A crucial part of the Stanford text you referenced is the following: "without giving reasonable and appropriate credit to or acknowledging the author or source".
That's because building on others' knowledge is an essential ingredient in research. It's positively encouraged, as long as references are cited.
Preventing people from building on others' work restricts innovation. At the same time, incentives are needed, and patents were intended to balance one against the other (offering limited protection to incentivise innovation, while requiring public disclosure to disincentivise trade-secrets that are later lost to society).
The wider question here is really one of balance. Do the inventions Apple is claiming deserve protection? In other words, was the incentive of protection needed for their development, and would society have been worse off if Apple hadn't publicly documented them?
Of course, this is separate to the issue of trademark protection and whether people who want to buy iPhones are unwittingly being duped into buying Galaxies instead. I'm not exactly sure whether Apple's actually claiming this.




Member since:
2008-06-09
Apple is not attacking Samsung based on the overall iPhone, because it's pretty obvious the two are completely and utterly different. No, Apple is smarter than that, and is suing using the small parts. Apple is trying to stifle the competition using frivolous small parts - and not the sum.
In other words Samsung is smarter than to copy Apple verbatim just like any plagiarist. So you are saying if one copies parts of a literary work and changes it slightly it is ok?
Colleges these days have sophisticated programs to detect these sorts of things so Students don't pass off other peoples work as theirs even if they lifted parts of it and changed a few things. Because doing so is unethical.
http://studentaffairs.stanford.edu/judicialaffairs/integrity/plagia...

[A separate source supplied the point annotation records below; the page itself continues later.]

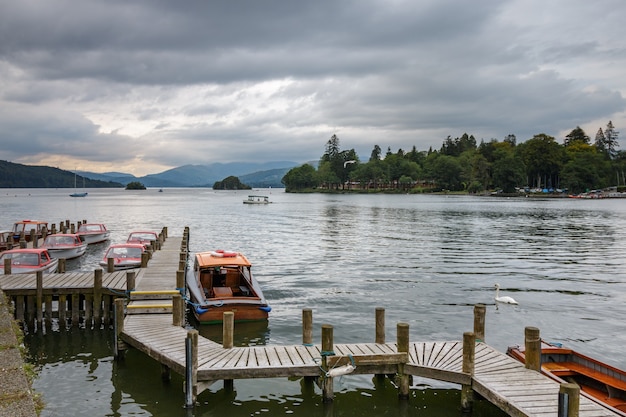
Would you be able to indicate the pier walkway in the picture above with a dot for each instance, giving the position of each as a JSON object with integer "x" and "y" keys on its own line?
{"x": 495, "y": 376}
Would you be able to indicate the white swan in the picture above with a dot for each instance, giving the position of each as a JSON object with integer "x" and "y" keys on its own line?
{"x": 505, "y": 299}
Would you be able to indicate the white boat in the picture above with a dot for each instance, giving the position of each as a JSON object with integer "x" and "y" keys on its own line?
{"x": 257, "y": 199}
{"x": 93, "y": 233}
{"x": 29, "y": 260}
{"x": 64, "y": 245}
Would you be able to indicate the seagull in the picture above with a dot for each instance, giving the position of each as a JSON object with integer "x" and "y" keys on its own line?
{"x": 505, "y": 299}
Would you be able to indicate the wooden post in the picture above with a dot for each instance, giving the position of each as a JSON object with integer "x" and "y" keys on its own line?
{"x": 180, "y": 280}
{"x": 469, "y": 349}
{"x": 177, "y": 310}
{"x": 39, "y": 299}
{"x": 97, "y": 297}
{"x": 307, "y": 327}
{"x": 119, "y": 346}
{"x": 130, "y": 281}
{"x": 380, "y": 325}
{"x": 402, "y": 330}
{"x": 62, "y": 311}
{"x": 191, "y": 368}
{"x": 569, "y": 400}
{"x": 532, "y": 352}
{"x": 479, "y": 322}
{"x": 327, "y": 350}
{"x": 75, "y": 310}
{"x": 228, "y": 330}
{"x": 61, "y": 266}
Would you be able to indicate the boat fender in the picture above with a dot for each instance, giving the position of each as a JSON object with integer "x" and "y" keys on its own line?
{"x": 201, "y": 310}
{"x": 340, "y": 370}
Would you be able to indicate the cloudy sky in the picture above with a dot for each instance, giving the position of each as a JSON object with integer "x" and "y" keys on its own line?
{"x": 141, "y": 86}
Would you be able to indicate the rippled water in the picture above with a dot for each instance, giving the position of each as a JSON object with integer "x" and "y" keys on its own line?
{"x": 426, "y": 259}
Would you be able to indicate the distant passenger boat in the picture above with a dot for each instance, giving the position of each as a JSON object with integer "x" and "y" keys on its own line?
{"x": 257, "y": 199}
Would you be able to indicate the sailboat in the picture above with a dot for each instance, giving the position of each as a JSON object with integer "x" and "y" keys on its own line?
{"x": 76, "y": 193}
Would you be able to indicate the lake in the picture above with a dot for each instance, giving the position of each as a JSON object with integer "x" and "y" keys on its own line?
{"x": 426, "y": 259}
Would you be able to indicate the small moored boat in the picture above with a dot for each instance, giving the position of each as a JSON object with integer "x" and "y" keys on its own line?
{"x": 257, "y": 199}
{"x": 125, "y": 256}
{"x": 91, "y": 233}
{"x": 24, "y": 261}
{"x": 600, "y": 382}
{"x": 64, "y": 245}
{"x": 142, "y": 237}
{"x": 25, "y": 226}
{"x": 222, "y": 281}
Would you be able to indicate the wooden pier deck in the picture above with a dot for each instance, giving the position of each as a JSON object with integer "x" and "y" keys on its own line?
{"x": 497, "y": 377}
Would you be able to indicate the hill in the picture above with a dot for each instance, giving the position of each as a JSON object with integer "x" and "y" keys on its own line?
{"x": 258, "y": 175}
{"x": 33, "y": 176}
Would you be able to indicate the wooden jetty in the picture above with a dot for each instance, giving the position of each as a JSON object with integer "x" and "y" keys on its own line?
{"x": 149, "y": 315}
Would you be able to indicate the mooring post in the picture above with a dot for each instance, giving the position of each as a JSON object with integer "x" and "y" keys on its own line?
{"x": 479, "y": 322}
{"x": 118, "y": 324}
{"x": 39, "y": 299}
{"x": 228, "y": 330}
{"x": 191, "y": 368}
{"x": 327, "y": 350}
{"x": 130, "y": 281}
{"x": 177, "y": 310}
{"x": 97, "y": 297}
{"x": 532, "y": 341}
{"x": 380, "y": 325}
{"x": 61, "y": 266}
{"x": 402, "y": 330}
{"x": 307, "y": 327}
{"x": 569, "y": 400}
{"x": 467, "y": 392}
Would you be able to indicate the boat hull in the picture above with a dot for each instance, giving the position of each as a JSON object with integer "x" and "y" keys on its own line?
{"x": 600, "y": 382}
{"x": 242, "y": 313}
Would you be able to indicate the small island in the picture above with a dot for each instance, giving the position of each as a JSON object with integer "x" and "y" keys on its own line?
{"x": 135, "y": 185}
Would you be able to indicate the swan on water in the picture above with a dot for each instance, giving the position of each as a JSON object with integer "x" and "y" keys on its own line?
{"x": 504, "y": 299}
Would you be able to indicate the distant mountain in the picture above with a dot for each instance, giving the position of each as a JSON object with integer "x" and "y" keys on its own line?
{"x": 33, "y": 176}
{"x": 258, "y": 175}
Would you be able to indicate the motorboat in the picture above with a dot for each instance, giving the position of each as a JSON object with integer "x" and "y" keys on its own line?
{"x": 143, "y": 237}
{"x": 221, "y": 281}
{"x": 257, "y": 199}
{"x": 598, "y": 381}
{"x": 29, "y": 260}
{"x": 25, "y": 226}
{"x": 65, "y": 245}
{"x": 125, "y": 255}
{"x": 91, "y": 233}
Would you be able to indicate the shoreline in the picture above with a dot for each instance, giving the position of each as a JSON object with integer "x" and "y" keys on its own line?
{"x": 16, "y": 395}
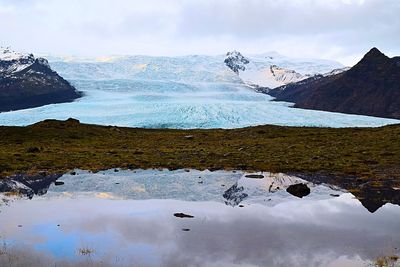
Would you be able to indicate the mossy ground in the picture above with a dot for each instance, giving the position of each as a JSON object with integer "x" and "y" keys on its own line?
{"x": 370, "y": 154}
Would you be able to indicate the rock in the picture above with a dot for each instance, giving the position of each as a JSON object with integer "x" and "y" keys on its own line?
{"x": 234, "y": 195}
{"x": 33, "y": 149}
{"x": 183, "y": 215}
{"x": 299, "y": 190}
{"x": 27, "y": 82}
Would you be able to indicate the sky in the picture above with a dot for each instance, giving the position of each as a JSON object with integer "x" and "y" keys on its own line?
{"x": 341, "y": 30}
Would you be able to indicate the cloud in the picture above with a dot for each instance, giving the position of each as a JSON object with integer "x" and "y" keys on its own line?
{"x": 335, "y": 29}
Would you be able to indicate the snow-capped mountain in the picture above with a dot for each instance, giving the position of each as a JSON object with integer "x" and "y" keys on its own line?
{"x": 272, "y": 70}
{"x": 260, "y": 76}
{"x": 26, "y": 81}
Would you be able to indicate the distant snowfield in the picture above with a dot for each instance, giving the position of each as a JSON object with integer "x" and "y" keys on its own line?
{"x": 183, "y": 92}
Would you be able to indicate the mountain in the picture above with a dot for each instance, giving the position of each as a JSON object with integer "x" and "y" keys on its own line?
{"x": 271, "y": 70}
{"x": 27, "y": 82}
{"x": 371, "y": 87}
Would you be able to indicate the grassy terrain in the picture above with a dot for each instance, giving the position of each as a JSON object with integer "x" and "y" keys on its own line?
{"x": 367, "y": 154}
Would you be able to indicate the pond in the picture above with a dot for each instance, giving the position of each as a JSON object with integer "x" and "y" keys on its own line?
{"x": 191, "y": 218}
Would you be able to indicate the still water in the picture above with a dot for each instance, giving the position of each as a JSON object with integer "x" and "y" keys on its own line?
{"x": 192, "y": 218}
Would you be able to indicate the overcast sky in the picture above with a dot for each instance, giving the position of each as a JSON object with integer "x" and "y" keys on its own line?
{"x": 335, "y": 29}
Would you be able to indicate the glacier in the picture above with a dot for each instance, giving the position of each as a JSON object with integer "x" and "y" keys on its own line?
{"x": 177, "y": 92}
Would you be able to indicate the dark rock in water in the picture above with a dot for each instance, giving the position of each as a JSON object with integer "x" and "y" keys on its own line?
{"x": 28, "y": 185}
{"x": 255, "y": 176}
{"x": 299, "y": 190}
{"x": 33, "y": 150}
{"x": 234, "y": 195}
{"x": 27, "y": 82}
{"x": 183, "y": 215}
{"x": 236, "y": 61}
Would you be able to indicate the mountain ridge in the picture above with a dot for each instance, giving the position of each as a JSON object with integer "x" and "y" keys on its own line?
{"x": 371, "y": 87}
{"x": 27, "y": 82}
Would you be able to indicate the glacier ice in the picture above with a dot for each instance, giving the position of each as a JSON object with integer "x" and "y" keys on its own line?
{"x": 181, "y": 92}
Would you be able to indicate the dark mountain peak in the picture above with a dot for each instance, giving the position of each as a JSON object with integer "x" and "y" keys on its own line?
{"x": 374, "y": 55}
{"x": 371, "y": 88}
{"x": 26, "y": 82}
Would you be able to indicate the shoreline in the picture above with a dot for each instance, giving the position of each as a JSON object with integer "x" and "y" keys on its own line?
{"x": 352, "y": 158}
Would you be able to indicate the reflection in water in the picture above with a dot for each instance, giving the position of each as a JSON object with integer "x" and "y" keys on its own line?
{"x": 121, "y": 227}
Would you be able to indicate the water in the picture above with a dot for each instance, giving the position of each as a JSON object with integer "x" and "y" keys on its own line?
{"x": 182, "y": 92}
{"x": 127, "y": 218}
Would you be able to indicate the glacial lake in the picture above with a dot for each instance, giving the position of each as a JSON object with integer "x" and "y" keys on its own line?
{"x": 191, "y": 218}
{"x": 181, "y": 105}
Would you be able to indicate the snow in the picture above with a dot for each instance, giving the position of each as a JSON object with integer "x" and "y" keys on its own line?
{"x": 168, "y": 104}
{"x": 272, "y": 70}
{"x": 7, "y": 54}
{"x": 173, "y": 92}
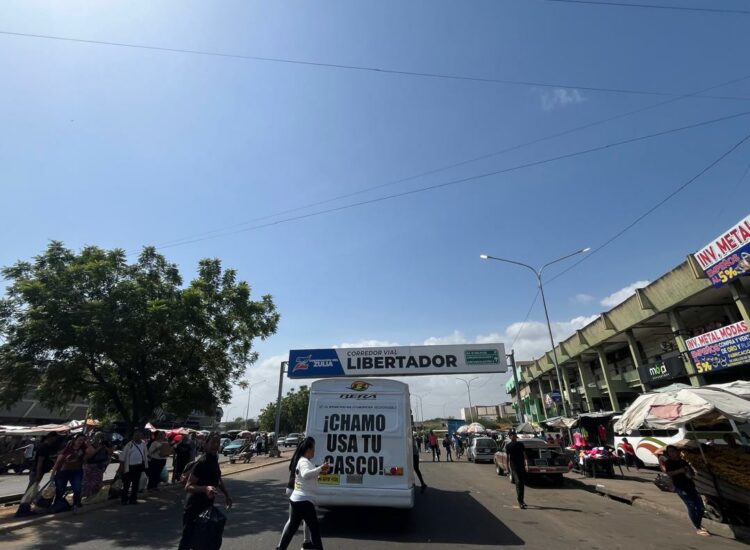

What you described Samsung doing is akin to paraphrasing. Here is what George towns honor code says about that:
http://gervaseprograms.georgetown.edu/honor/system/53503.html
In other words it is dishonorable and unethical to pass even parts of anyone else's work as your own. Period.
You can't be seriously saying that this is ok:
http://www.tuaw.com/2011/09/28/no-comment-proof-that-samsung-shamel...
The chargers, packaging etc look nearly identical. For once look at things objectively. If Samsung could get away with releasing a EyePhone they would.